Even if we dismiss such scenarios as unlikely or unrealistic, there are people who cannot stop thinking about them, especially in the context of the 2008 financial crisis. Under the pseudonym Satoshi Nakamoto, the first blockchain was introduced in 2008 in the white paper “Bitcoin: A Peer-to-Peer Electronic Cash System.” The goal was to enable the transfer of digital money without needing to trust a central authority such as a bank. To prevent a digital coin from being spent twice, a central authority normally verifies every transaction. The problem is obvious: you must trust that central authority.

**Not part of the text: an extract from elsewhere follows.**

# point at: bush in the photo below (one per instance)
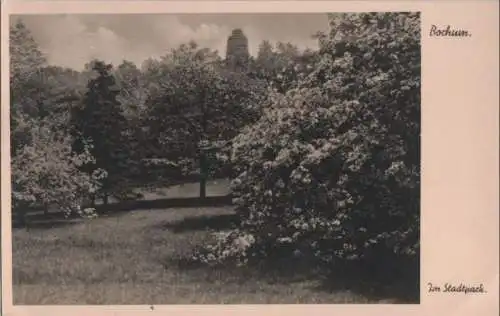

Blockchain solves this issue by having all participants collectively maintain the transaction ledger, with transactions cryptographically linked together. Instead of trusting a single entity, the system relies on a consensus mechanism.
If you are wondering what this has to do with software licensing, you are asking exactly the right question. In my opinion: nothing at all. One could argue that blockchain could serve as a tamper-proof ledger for purchases, activations, and similar events. It could theoretically enable the resale of licenses. One might also point to smart contracts and decentralized management. However, in practice, there are several reasons why blockchain is not well suited for software licensing.
Control
As a software vendor, you want to maintain control over the licenses you issue. This includes use cases such as license revocation, recall, goodwill gestures, and various support scenarios. Blockchain, however, is immutable, so any change must be recorded as a new transaction.
Offline Systems
Many software applications operate offline, in machines, factories, or isolated networks. Blockchain typically requires network access and a consensus mechanism. This raises the question: what prevents a user from working with an older copy of the blockchain where the license they want to use has not yet been returned?
Performance and Costs
Blockchain transactions are slow and can incur fees. This makes them difficult to scale and technically unnecessary for licensing scenarios.
Identity is Unclear
Blockchain only states: “Wallet A owns license B,” without linking that wallet to a verified organization, user, or device. As a result, you would still need identity management, hardware binding, and a licensing server on top of the blockchain. All things considered, blockchain is poorly suited for software licensing. The main reason is its architecture. Blockchain was designed to be trustless, whereas licensing explicitly requires a central authority. Vendors must be able to create, revoke, modify, stop misuse, and resolve support cases. As a software vendor, you must always be able to say whether a license is valid. Blockchain makes this difficult because it is append-only, immutable, and without central control.
CodeMeter already incorporates concepts closely related to certificates and JSON Web Tokens. However, it goes beyond these approaches in several important ways:
■ Manipulating the device binding requires far more than patching simple conditional jumps; the private key itself is part of the protection mechanism
■ Secret keys are securely transferred and tightly bound to the target container
■ Licenses can be securely returned
■ Licenses can include usage data such as counters and time-based values
■ With CmDongles and CmCloudContainers, two container types are available whose security exceeds that of CmActLicenses.